According to a further advantageous embodiment, the external excitation device generates an electric field which distributes one or more sensors in the fluid. By an electric field, the sensors can be stimulated accordingly, that they distribute evenly in the fluid. For example, the electric field can influence the motor unit of the sensor. In this way, a uniform detection of the properties of the fluid can be ensured.

According to a further advantageous embodiment, the data transmission unit is actively formed. The data transmission can in this case for example by means of RFID, Bluetooth, WLAN or other radio signals take place. For example, the data transmission unit can be designed as a near field communication device (NFC). An external suggestion can be omitted here. A mesh network can also be used to amplify the signals from the communication unit. In such a network, the signals may be forwarded by the communication unit through various nodes within the network. These nodes may be other sensors, for example.

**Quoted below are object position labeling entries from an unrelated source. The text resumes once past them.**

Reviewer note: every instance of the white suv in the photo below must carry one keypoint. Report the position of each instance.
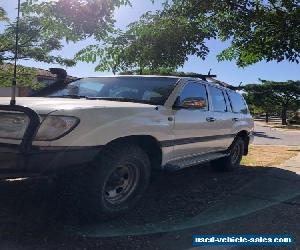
(117, 130)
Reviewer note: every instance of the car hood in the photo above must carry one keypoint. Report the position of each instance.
(44, 105)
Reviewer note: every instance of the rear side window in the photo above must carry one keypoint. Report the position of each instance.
(218, 99)
(194, 90)
(237, 102)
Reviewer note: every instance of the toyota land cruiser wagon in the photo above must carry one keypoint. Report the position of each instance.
(118, 130)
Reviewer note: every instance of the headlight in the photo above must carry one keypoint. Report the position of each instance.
(13, 125)
(54, 127)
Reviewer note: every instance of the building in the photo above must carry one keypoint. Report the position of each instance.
(50, 79)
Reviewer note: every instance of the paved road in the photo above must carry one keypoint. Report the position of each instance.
(265, 135)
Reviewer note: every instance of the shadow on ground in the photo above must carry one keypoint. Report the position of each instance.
(32, 215)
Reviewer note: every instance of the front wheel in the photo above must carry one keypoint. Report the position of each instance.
(118, 180)
(232, 161)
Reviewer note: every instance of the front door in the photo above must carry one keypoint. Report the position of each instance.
(192, 129)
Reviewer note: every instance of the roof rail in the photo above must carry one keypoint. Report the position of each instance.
(209, 78)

Another aspect of the present invention relates to a fluid system having at least one fluid receiving space, in particular a water treatment plant with at least one basin in which moves at least one sensor described above.

According to an advantageous embodiment, the at least one fluid accommodating space has a filter device. In a further advantageous embodiment, the at least one sensor is designed to be larger than the filter device. The sensor can be easily mixed with the fluid in the fluid receiving space, for example a basin. Since the sensor in this embodiment is formed larger than the filter means, or as openings in the filter means, the sensor is not carried out with the fluid from the fluid receiving space, but remains in the fluid receiving space and can detect the properties of trailing fluid. Filter devices can be understood in this context, inter alia, filters or rakes and locks.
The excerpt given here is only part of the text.